Nunca imaginei que adotar uma criança pudesse abalar meu casamento dessa forma. Hoje, olhando para trás, entendo que alguns presentes vêm embrulhados em dor, e que o destino às vezes tem um humor cruel, quase sádico.
No caminho para a agência, eu olhava para a estrada sem realmente vê-la, perdida em pensamentos. — Você está nervoso? — perguntei a Mark. Ele balançou a cabeça, mas suas mãos brancas agarradas ao volante denunciavam sua ansiedade.
— Não… só o trânsito me irrita. — Eu acariciava mecanicamente o pequeno suéter azul que havia comprado para Sam, imaginando sua pele macia e frágil envolta naquele tecido. Esperávamos por este momento há uma eternidade, e a excitação se misturava a um medo silencioso.
O processo de adoção tinha sido exaustivo, cheio de papéis intermináveis, reuniões estressantes e visitas domiciliares. Eu carregava tudo sozinha, enquanto Mark se afundava no trabalho. Sonhávamos com um bebê recém-nascido,
um pequeno que pudéssemos segurar nos braços, mas os meses passavam sem resposta. Até que apareceu Sam: três anos, olhar intenso e uma ternura que partia o coração. Não sabia o que mais me atingiu nele — a tristeza, a vulnerabilidade ou um sinal do destino.
Quando mostrei a foto para Mark, ele apenas sorriu: — Ele é adorável. Algumas semanas depois, finalmente poderíamos conhecê-lo.
Na agência, a assistente social nos conduziu a uma sala de jogos. Sam estava sentado no chão, concentrado, construindo uma torre de blocos com uma paciência surpreendente. Abaixei-me até sua altura, timidamente: — Olá, Sam, gostei muito da sua torre.
Quer que eu te ajude? Ele me ofereceu um bloco vermelho, em silêncio. Aquele simples gesto, aquele vínculo silencioso, me derreteu. No caminho de volta, o silêncio era doce.
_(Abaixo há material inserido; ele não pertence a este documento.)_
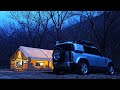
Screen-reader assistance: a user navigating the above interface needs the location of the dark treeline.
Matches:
[0,11,120,68]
Sam apertava seu elefante de pelúcia, e Mark ria a cada barulhinho que ele fazia, esquecendo por alguns instantes suas preocupações.
Em casa, Mark se ofereceu para dar o banho enquanto eu organizava suas coisas. Então, um grito estridente ecoou. Mark saiu do corredor, pálido, tremendo, com a voz quebrada: — Temos que devolvê-lo! Eu… eu não consigo… não é meu papel…
— Eu fiquei paralisada, sem entender. Sam, ainda vestido e molhado, apertava sua pelúcia como se tentasse se proteger. Ao despir sua roupa, notei uma pequena marca de nascença em seu pé esquerdo — idêntica à de Mark. Meu coração parou. Todo o meu mundo desabou.

Naquela noite, o confrontei. Mark negou tudo, falando em “coincidência”, mas seus olhos desviados denunciavam a verdade. Fiz um teste de DNA em segredo. Duas semanas depois, a confirmação caiu como um trovão: Mark era o pai biológico de Sam.
Quando mostrei os resultados, ele desabou, devastado, confessando um caso de uma noite durante um congresso, ignorando até então a existência daquele filho. Cada palavra soava como uma lâmina, cortando meses de luta e sonhos despedaçados.
No dia seguinte, contatei uma advogada: eu era a mãe legal de Sam, e Mark não tinha nenhum direito. Naquela noite, tomei minha decisão: divórcio e guarda exclusiva. Ele não protestou.
O divórcio foi rápido, silencioso. Sam cresceu comigo, alegre, curioso, luminoso, apesar de tudo. Mark às vezes envia um cartão, uma mensagem, mas permanece distante, um espectador da nossa vida. Quando me perguntam se me arrependo,
sempre respondo que não. Sam não é apenas a criança que adotei: ele é meu filho. Os laços de sangue e as mentiras se tornam irrelevantes diante do essencial. O amor verdadeiro não depende de genes, mas da escolha que fazemos todos os dias: amar, proteger e permanecer, mesmo quando tudo desmorona ao nosso redor.